Your personality is not set in stone, says Richie Poulton.
We all come with a genetic factory setting, but when it comes to personality, we’re not as hardwired as we are for, say, baldness or eyesight. Decades of self-help books, some of them even with a bit of science at their command, suggest we can, if we put our minds to it, cherry-pick at will from among the Myers-Briggs Type Indicator’s 16 personality types or change our attachment type from preoccupied avoidant to secure.
It turns out there’s some truth among the mumbo jumbo.
Central to the nature-versusnurture debate is whether one’s personality is fixed or mutable, and the latest word is, it’s mutable – just not quickly. The world-leading longitudinal Dunedin Multidisciplinary Health & Development Study at the University of Otago has found that personality traits have a tendency to deepen as we get older, and they can be affected by life experiences. After analysing data from a cohort of young adults at age 26, whom researchers have been tracking since birth, a landmark report from the study found work had an effect on personality.
It found distinctive changes in personality traits between adolescence and entry into the workforce, and not always the expected ones. For instance, the muchvaunted “constraint” weighting, which measures how much self-control and conscientiousness an individual has – which is believed to be a strong precursor to a successful, well-adjusted life – was not as big a factor in affecting how people got on as young adults as their emotional maturity and outlook on life.
It was already known that people tend to become more self-disciplined and positive as they move from the teenage years into adulthood. But what the study has added to this picture is that a person’s work experiences can have a big effect on the extent and nature of those changes.
CHANGE CAN COME
The head of the “Dunedin Study” at the National Centre for Lifecourse Research, Professor Richie Poulton, says this does sound a bit obvious and there are “normative” factors in personality change, such as the effect of becoming independent, having to submit to work requirements, forming a long-term relationship and becoming a parent.
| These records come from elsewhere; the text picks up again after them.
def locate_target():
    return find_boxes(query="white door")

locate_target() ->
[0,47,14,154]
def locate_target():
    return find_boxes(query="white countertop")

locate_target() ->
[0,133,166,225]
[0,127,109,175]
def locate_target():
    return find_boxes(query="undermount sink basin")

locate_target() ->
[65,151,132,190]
Also, he says, we now know that brain development, particularly that which modifies impulsiveness, is not complete until about the age of 24. “I was still an adolescent at 26. A lot of people are, so that’s a factor here, too.”
But, Poulton says, the data’s confirmation that personality is not, as was once widely thought, unchanging is extremely reassuring. “Personality study is the field of how we deal with things and it’s helpful to know that it’s far more dynamic than we might have thought.”
This has welcome policy-formation implications, which, handily enough, Poulton is helping to shape as chief science adviser to the Ministry of Social Development, and to the Prime Minister in her role as Minister for Child Poverty Reduction.
Poulton says the key time for positive change remains in early childhood, where individual temperaments can most easily be moulded to improve future well-being. Young children with a tendency to be aggressive or impulsive can be conditioned over time into more positive traits – not least because such change brings immediate benefits. “The world rewards you when you have those positive traits, when you don’t hit people or act up or shout and you can share and communicate.” Both Poulton and the report are not afraid to use the old nana word, “nice”. The report says those who start life with a high score for “niceness”, meaning positive and pleasing interpersonal skills, such as sociability, did better younger and earned more.
Life’s difficulties only compound for people the further they get towards adulthood with negative traits such as anxiety, aggression and a sense of alienation still in the ascendancy. The study has found that those who had a higher proportion of these negative traits at 18 went on to have poorer work experiences. By 26, they had lower-prestige jobs, reported less satisfaction with their working lives and had trouble making ends meet. “Alienated and hostile adolescents appear trapped in a selffulfilling and vicious cycle,” says Poulton. “Their personality disposition leads them to work experiences that undermine their ability to make a successful and rewarding transition to the adult world.”
Poulton says the recent spate of selfhelp books on the subject of willpower are generally close to the mark in saying that long-established habits, manifestations of personality traits, can be changed – but not all at once and not quickly. “You have to keep chipping, chipping, chipping away. And there’s the ‘nudge theory’ that your environment can encourage you towards positive behaviour and away from what you’re trying to change. But it does have to be a bit challenging, too, so you build resilience. And the other important thing is that, as your nana also said, ‘If you fall over [or] make a mistake, get up and try again.’ Mistakes, going two steps forward and one back, are inevitable. You have to keep chipping away.”
Those who start life with a high score for “niceness”, meaning positive and pleasing interpersonal skills, such as sociability, did better younger and earned more.
Richie Poulton: “I was still an adolescent at 26. A lot of people are.”